In "The Theater of the Absurd," Carl Trueman suggests the danger of blogging is that blogmeisters begin to believe that, along with the right to speak, they have the right to be heard. And the internet makes it so easy to be heard! Trueman suggests we combat that nonsense out there by spending the majority of our blog-reading time on blogs that have substantial credentials. It makes far more sense to read the blog of a minister, perhaps, than the blog of some kid with a network computer in his bedroom.
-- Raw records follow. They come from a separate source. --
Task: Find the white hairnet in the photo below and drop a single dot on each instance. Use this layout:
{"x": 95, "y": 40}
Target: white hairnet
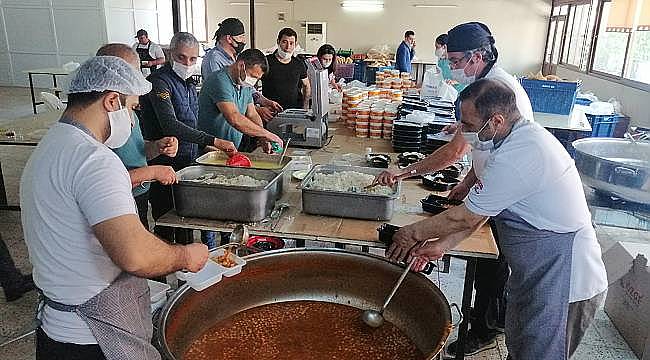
{"x": 108, "y": 73}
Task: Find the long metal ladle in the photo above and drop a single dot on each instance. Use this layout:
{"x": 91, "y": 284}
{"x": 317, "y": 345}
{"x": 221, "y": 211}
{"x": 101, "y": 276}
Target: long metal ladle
{"x": 374, "y": 318}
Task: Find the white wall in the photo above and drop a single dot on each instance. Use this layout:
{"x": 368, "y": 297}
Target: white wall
{"x": 519, "y": 26}
{"x": 633, "y": 101}
{"x": 47, "y": 33}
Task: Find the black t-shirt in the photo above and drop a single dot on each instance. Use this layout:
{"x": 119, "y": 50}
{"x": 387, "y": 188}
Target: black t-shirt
{"x": 283, "y": 82}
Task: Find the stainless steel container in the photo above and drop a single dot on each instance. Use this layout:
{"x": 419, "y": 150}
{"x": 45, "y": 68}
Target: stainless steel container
{"x": 221, "y": 202}
{"x": 616, "y": 166}
{"x": 260, "y": 161}
{"x": 347, "y": 204}
{"x": 419, "y": 309}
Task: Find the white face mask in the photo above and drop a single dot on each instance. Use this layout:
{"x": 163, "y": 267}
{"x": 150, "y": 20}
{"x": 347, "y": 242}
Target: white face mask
{"x": 473, "y": 140}
{"x": 283, "y": 54}
{"x": 460, "y": 76}
{"x": 250, "y": 80}
{"x": 120, "y": 125}
{"x": 183, "y": 71}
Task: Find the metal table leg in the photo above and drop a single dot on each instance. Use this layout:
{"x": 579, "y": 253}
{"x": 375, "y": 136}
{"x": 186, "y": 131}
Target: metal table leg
{"x": 31, "y": 90}
{"x": 468, "y": 288}
{"x": 3, "y": 195}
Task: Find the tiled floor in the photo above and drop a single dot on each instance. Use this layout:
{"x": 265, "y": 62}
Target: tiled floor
{"x": 602, "y": 340}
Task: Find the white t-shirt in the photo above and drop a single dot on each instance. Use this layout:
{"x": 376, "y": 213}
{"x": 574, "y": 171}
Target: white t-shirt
{"x": 70, "y": 183}
{"x": 479, "y": 158}
{"x": 533, "y": 176}
{"x": 155, "y": 50}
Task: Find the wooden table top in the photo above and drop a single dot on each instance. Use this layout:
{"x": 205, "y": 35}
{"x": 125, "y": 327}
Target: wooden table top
{"x": 29, "y": 129}
{"x": 295, "y": 224}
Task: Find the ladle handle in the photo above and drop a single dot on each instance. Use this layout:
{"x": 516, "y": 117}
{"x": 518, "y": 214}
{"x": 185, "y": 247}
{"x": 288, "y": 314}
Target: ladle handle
{"x": 399, "y": 282}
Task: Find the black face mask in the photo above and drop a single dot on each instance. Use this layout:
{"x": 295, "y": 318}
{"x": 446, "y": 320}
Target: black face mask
{"x": 238, "y": 46}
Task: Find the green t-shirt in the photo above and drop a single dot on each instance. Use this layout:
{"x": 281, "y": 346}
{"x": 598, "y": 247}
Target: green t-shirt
{"x": 132, "y": 153}
{"x": 220, "y": 87}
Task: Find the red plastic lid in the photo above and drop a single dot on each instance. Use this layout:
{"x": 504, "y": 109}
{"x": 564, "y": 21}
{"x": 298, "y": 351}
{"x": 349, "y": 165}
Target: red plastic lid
{"x": 239, "y": 160}
{"x": 272, "y": 242}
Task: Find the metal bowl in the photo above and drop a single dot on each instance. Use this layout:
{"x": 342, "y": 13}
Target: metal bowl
{"x": 616, "y": 166}
{"x": 419, "y": 309}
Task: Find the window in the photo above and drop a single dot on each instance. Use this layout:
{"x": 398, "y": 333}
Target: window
{"x": 578, "y": 35}
{"x": 604, "y": 37}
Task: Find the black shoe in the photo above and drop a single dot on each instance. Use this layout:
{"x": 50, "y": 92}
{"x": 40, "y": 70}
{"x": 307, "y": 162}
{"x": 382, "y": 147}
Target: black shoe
{"x": 474, "y": 344}
{"x": 15, "y": 293}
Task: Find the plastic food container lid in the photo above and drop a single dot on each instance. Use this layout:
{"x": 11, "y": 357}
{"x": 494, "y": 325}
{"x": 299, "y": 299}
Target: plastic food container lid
{"x": 212, "y": 272}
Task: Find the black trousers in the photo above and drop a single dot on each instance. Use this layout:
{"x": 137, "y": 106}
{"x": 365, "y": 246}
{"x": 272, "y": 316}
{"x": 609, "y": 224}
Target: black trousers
{"x": 142, "y": 203}
{"x": 10, "y": 276}
{"x": 48, "y": 349}
{"x": 490, "y": 284}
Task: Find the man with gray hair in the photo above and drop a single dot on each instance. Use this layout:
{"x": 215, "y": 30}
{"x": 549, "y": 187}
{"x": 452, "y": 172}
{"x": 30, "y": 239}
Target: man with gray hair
{"x": 531, "y": 187}
{"x": 89, "y": 251}
{"x": 136, "y": 151}
{"x": 171, "y": 109}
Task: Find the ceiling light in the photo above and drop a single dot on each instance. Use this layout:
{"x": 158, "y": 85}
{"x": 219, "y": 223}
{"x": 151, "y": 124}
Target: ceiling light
{"x": 361, "y": 5}
{"x": 243, "y": 3}
{"x": 434, "y": 6}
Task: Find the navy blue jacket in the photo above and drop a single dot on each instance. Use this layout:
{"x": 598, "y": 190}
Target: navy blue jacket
{"x": 171, "y": 109}
{"x": 403, "y": 58}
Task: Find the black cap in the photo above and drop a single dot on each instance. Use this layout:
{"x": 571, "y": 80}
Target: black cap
{"x": 230, "y": 26}
{"x": 468, "y": 36}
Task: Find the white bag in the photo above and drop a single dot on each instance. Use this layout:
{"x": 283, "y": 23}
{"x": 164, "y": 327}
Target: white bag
{"x": 447, "y": 92}
{"x": 431, "y": 83}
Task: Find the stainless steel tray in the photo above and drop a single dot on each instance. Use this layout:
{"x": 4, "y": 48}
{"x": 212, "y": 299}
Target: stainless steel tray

Two sections in this article are worthy of quoting here:
It is that the whole blog phenomenon is inherently ridiculous; that the
more serious it tries to be, the more absurd and pompous it becomes; and that I
believe that if you can't beat the inevitable blogological deconstruction, you
might as well join it, and that with relish. As the old Buddhist proverb says,
'When faced with the inevitable, one must merely accept the inevitable.'[...]
Or you could try another way, what we might call the 'Samuel Beckett' option: face this theatre of the absurd head-on; join in with the other nobodies pretending to be somebodies; laugh at your own ridiculous complicity in this nonsense; expose the systemic contradictions for all they are worth; mock the blogworld for all of its inane self-importance; and in so doing try in some small way to subvert the system from the inside. It may not ultimately work; but you'll have fun in the process.
So from this nobody pretending to be somebody, Happy New Year and Happy Blogging!